Vu la requête sommaire et le mémoire complémentaire, enregistrés au secrétariat du contentieux du Conseil d’Etat les 24 février et 7 avril 1994, présentés pour le Gouvernement suisse, représenté par son agent M. Olivier X…, habilité à cet effet par une décision du conseil fédéral en date du 16 février 1994 ; le Gouvernement suisse demande l’annulation pour excès de pouvoir de la décision verbale du 29 décembre 1993 par laquelle le gouvernement français a refusé aux autorités suisses l’extradition de MM. Moshen Y… et Ahmad Z… et retiré les décrets du 31 août 1993 accordant cette extradition ;
Vu les autres pièces du dossier ;
Vu la convention européenne d’extradition du 13 décembre 1957 ;
Vu l’ordonnance n° 45-1708 du 31 juillet 1945, le décret n° 53-934 du 30 septembre 1953 et la loi n° 87-1127 du 31 décembre 1987 ;
Après avoir entendu en audience publique :
– le rapport de M. Chauvaux, Maître des Requêtes,
– les observations de la SCP Lyon-Caen, Fabiani, Thiriez, avocat du Gouvernement suisse,
– les conclusions de M. Vigouroux, Commissaire du gouvernement ;
Considérant qu’il ressort des pièces du dossier que par deux décrets en date du 31 août 1993 le gouvernement a accordé aux autorités suisses l’extradition des ressortissants iraniens Y… et Z… ; que par une décision portée à la connaissance des autorités suisses le 29 décembre 1993 le gouvernement a retiré lesdits décrets et rejeté la demande d’extradition ; que le Gouvernement suisse demande au Conseil d’Etat d’annuler cette décision ;
Sur l’intervention de l’association SOS Attentats :
Considérant que l’association SOS Attentats a intérêt à l’annulation de la décision attaquée ; qu’ainsi son intervention est recevable ;
Sur la compétence de la juridiction administrative :
Considérant que la décision rejetant une demande d’extradition est détachable de la conduite des relations diplomatiques de la France avec l’Etat dont émane cette demande ; qu’ainsi, contrairement à ce que soutient le Premier ministre, la juridiction administrative est compétente pour connaître de la requête du Gouvernement suisse ;
Sur la légalité de la décision attaquée, sans qu’il soit besoin de statuer sur les autres moyens de la requête :
Considérant qu’aux termes de l’article 1er de la convention européenne d’extradition : « Obligation d’extrader. -Les parties contractantes s’engagent à se livrer réciproquement, selon les règles et sous les conditions déterminées par les articles suivants, les individus qui sont poursuivis pour une infraction ou recherchés aux fins d’exécution d’une mesure de sûreté par les autorités judiciaires de la partie requérante » ;
Considérant qu’il ressort des pièces du dossier que l’ensemble des conditions auxquelles la convention européenne d’extradition subordonne l’obligation d’extrader prévue par les dispositions précitées de son article 1er se trouvaient remplies dans le cas des ressortissants iraniens Z… et Y… recherchés pour assassinat par les autorités suisses et appréhendés le 16 novembre 1992 sur le territoire français ; que cette extradition a d’ailleurs été accordée par les décrets susmentionnés du 31 août 1993 ; que si le gouvernement soutient qu’à la date de la décision attaquée par laquelle il a prononcé le retrait de ces décrets des circonstances postérieures à leur signature en rendaient l’exécution illégale, il ne fournit en tout état de cause aucune précision sur la nature de ces circonstances ; que, dès lors, le Gouvernement suisse est fondé à soutenir que la décision attaquée est intervenue en violation de la convention européenne d’extradition et à demander qu’elle soit annulée pour ce motif ;
Article 1er : L’intervention de l’association SOS Attentats est admise.

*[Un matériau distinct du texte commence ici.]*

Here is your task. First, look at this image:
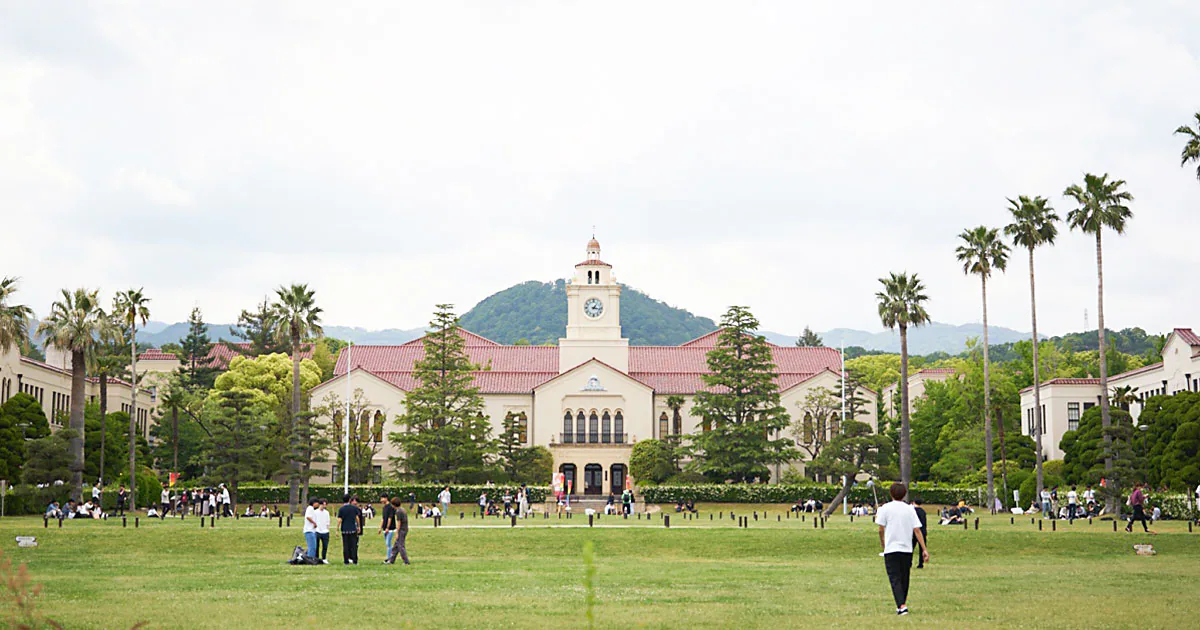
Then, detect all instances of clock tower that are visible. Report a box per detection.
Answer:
[558,236,629,373]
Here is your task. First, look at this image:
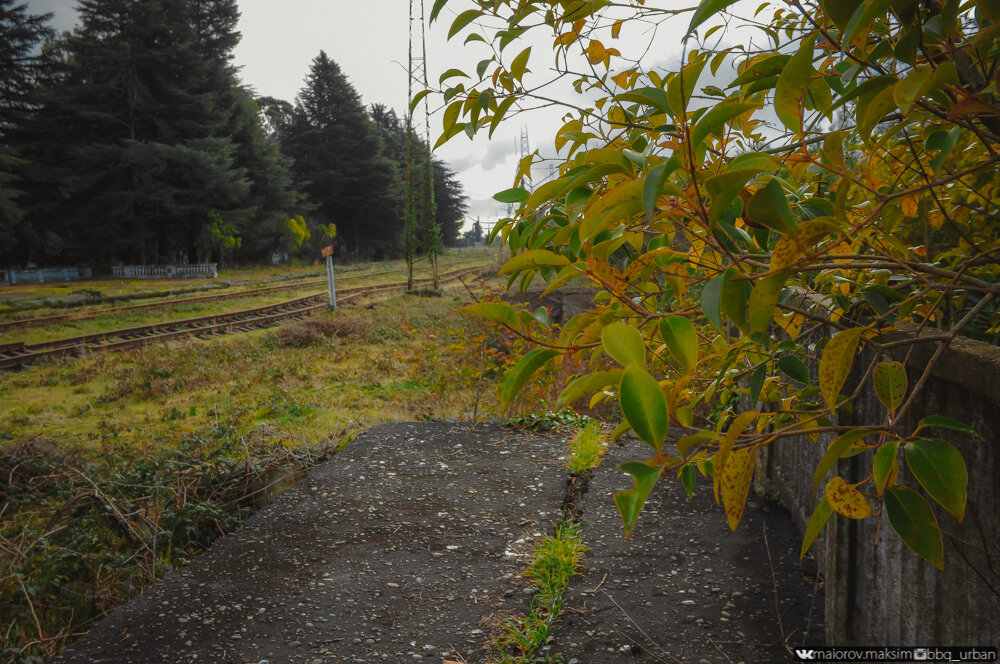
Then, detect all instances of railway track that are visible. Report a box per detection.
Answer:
[0,260,484,332]
[0,266,483,369]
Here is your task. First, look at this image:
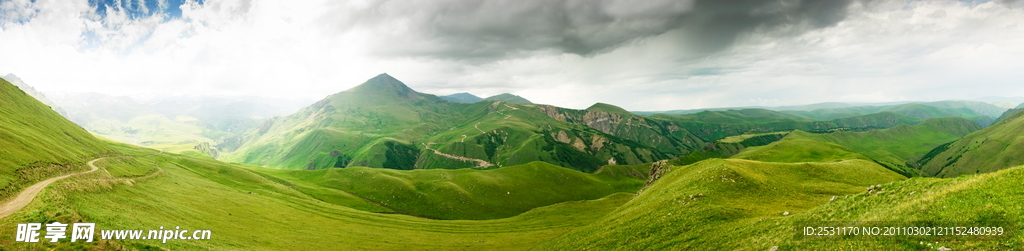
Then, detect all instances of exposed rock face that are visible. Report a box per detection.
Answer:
[637,160,672,195]
[583,111,623,135]
[193,142,219,159]
[537,104,565,122]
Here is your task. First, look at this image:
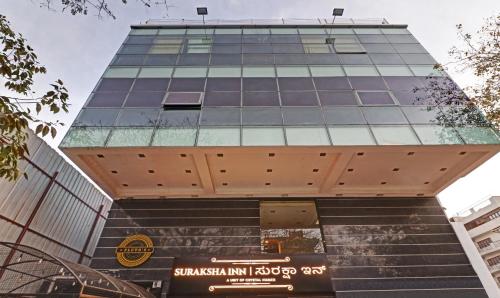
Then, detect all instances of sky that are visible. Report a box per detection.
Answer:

Article 2 : La décision du 29 décembre 1993 par laquelle le gouvernement a retiré les décrets du 31 août 1993 accordant aux autorités suisses l’extradition de MM. Y… et Z… est annulée.
Article 3 : La présente décision sera notifiée au Gouvernement suisse, au Premier ministre, au ministre d’Etat, garde des sceaux, ministre de la justice et au ministre des affaires étrangères.